First, I want to talk a little more about the concept of God closing the door. I mentioned that sometimes I reach a place of new understanding with Scripture and, interestingly enough, in reading the account of Noah I realized God himself shut the door. This completely boggled my mind. I always imagined that Noah and his son’s reeled in a bridge and they waited for the rains to come. But that’s simply not what Scripture says. In thinking on this, I think about myself and others I’ve talked to who focus on things that God is closing the door on. This could be friendships, marriage, rebellious loved ones, or even the end of our mission. We may replay over and over the events and want to stay and fix things we have no ability to fix. Yet God has determined it’s time to move on.
I hope this is something we can all relate to on some level. I imagine even Noah felt this way. As the rains fell, I know they must have heard people’s screams and may even have had people beg to get on the ark. But Noah had no control over things at that point. God had shut the door and was beginning to prepare to give the world second chance. I wonder if in those moments Noah could feel proud of what he accomplished in building the ark and saving his family or if he suffered from guilt about those he couldn’t save and bring with him.
I think so many times one of the reasons we don’t want to move on, despite God’s prompting, is because we feel like we have “unfinished business.” This is a term we use sometimes in therapy. It means that we have emotions and memories from the past that we have not let go of so we can begin to move on. Maybe we think we didn’t do enough. Maybe we recognize that we did things that contributed to others bad choices. Or maybe we simply feel we did not demonstrate our faith in fulfilling the mission God gave us. These can all hinder us in moving forward. These can all keep us from fulfilling any new work that God is calling us to. I hope that in beginning to think through this unfinished business, we realize God may be the One closing the door and opening a new one we can begin to move toward—what it is he wants for us.
Second, just as in the two cases listed above, if God is closing a door he has a reason and we need to begin to prepare for the next mission. In both cases above, God placed boundaries for their protection. By our worldly standards neither Adam or Noah was “successful”. They didn’t have wealth, popularity, change the lives of tons of people, or even have a wonderful career. I wonder if we begin to realize that it’s human nature not to want to move on, especially if we feel we weren’t successful. But “moving on” is God’s way of protecting us—if we could begin to make peace with it.
While Adam and Eve’s lives became harder when God kicked them out of the garden, he also provided a way for them to live with him in eternity one day. He placed a boundary between himself and them because of their sin, but he didn’t give up on them. They had to “change their mission” because they could no longer be in the garden. In the opposite situation, Noah was faithful and through that God placed a boundary between him and the rest of the world, but both of these men struggled with things throughout their missions in life.

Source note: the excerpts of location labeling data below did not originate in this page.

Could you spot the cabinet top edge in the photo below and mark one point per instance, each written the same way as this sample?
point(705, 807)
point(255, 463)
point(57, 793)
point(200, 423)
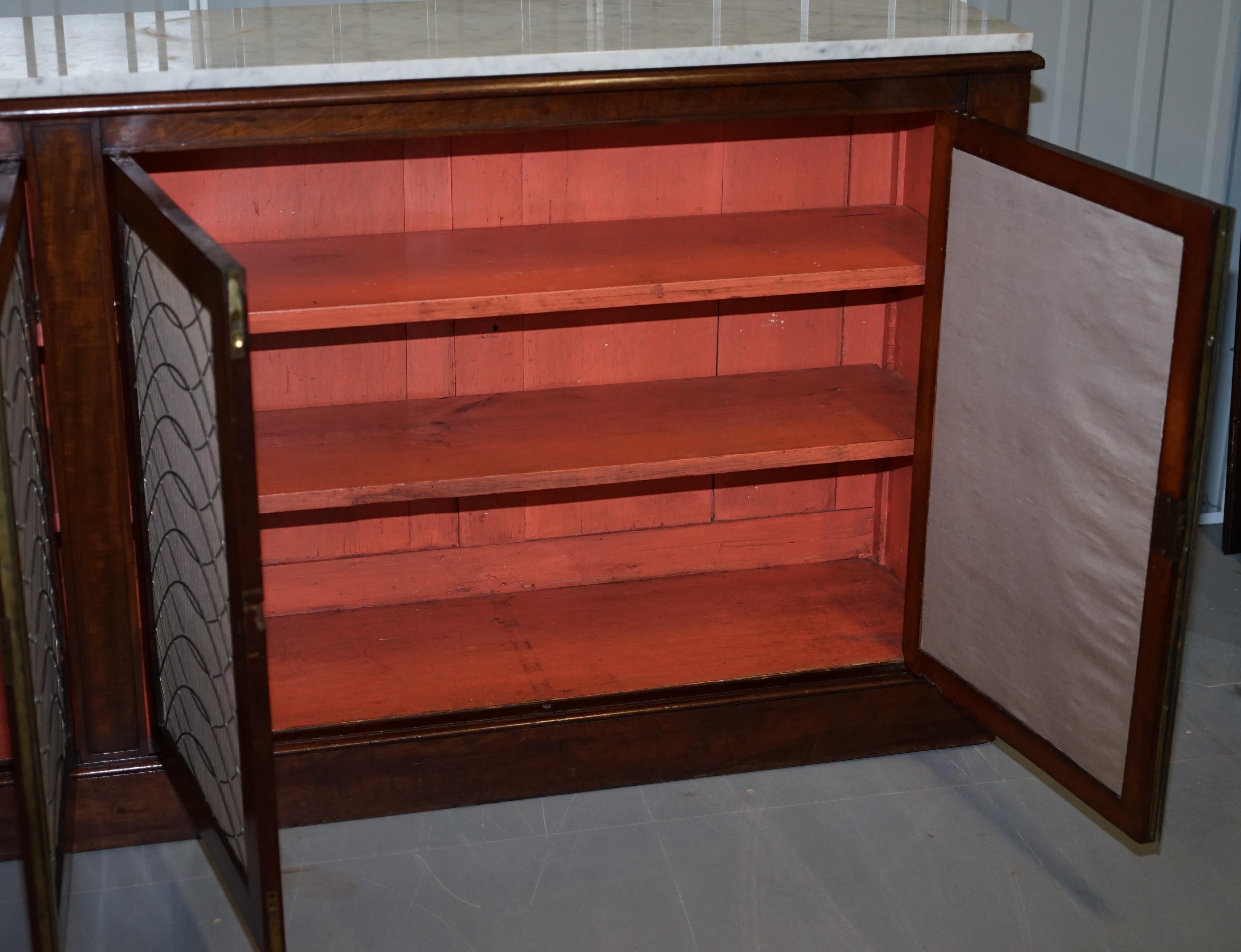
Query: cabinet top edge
point(313, 44)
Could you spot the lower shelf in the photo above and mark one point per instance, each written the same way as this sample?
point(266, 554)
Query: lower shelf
point(546, 646)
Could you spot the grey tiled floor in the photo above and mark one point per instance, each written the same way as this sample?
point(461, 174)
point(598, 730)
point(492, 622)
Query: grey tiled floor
point(954, 851)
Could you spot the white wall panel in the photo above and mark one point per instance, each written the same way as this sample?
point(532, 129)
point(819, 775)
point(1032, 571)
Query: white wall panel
point(1151, 86)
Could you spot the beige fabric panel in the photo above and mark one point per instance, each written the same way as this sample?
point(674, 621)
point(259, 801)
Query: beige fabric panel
point(1054, 358)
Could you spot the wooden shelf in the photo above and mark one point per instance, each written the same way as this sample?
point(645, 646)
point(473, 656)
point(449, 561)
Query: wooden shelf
point(522, 270)
point(469, 653)
point(362, 454)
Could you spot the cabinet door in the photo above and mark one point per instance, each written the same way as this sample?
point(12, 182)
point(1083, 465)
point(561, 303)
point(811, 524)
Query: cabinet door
point(184, 316)
point(1067, 353)
point(32, 643)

In both of the cases I’ve mentioned, God is the one who closed and opened the doors for these people. Sometimes because of their obedience and sometimes because of their disobedience but he always made a way for them to continue moving forward and serving him. If a mission has come to an end and God has closed the door, consider that he may just be equipping you to take on a new mission and learn from the areas that weren’t successful in the last one.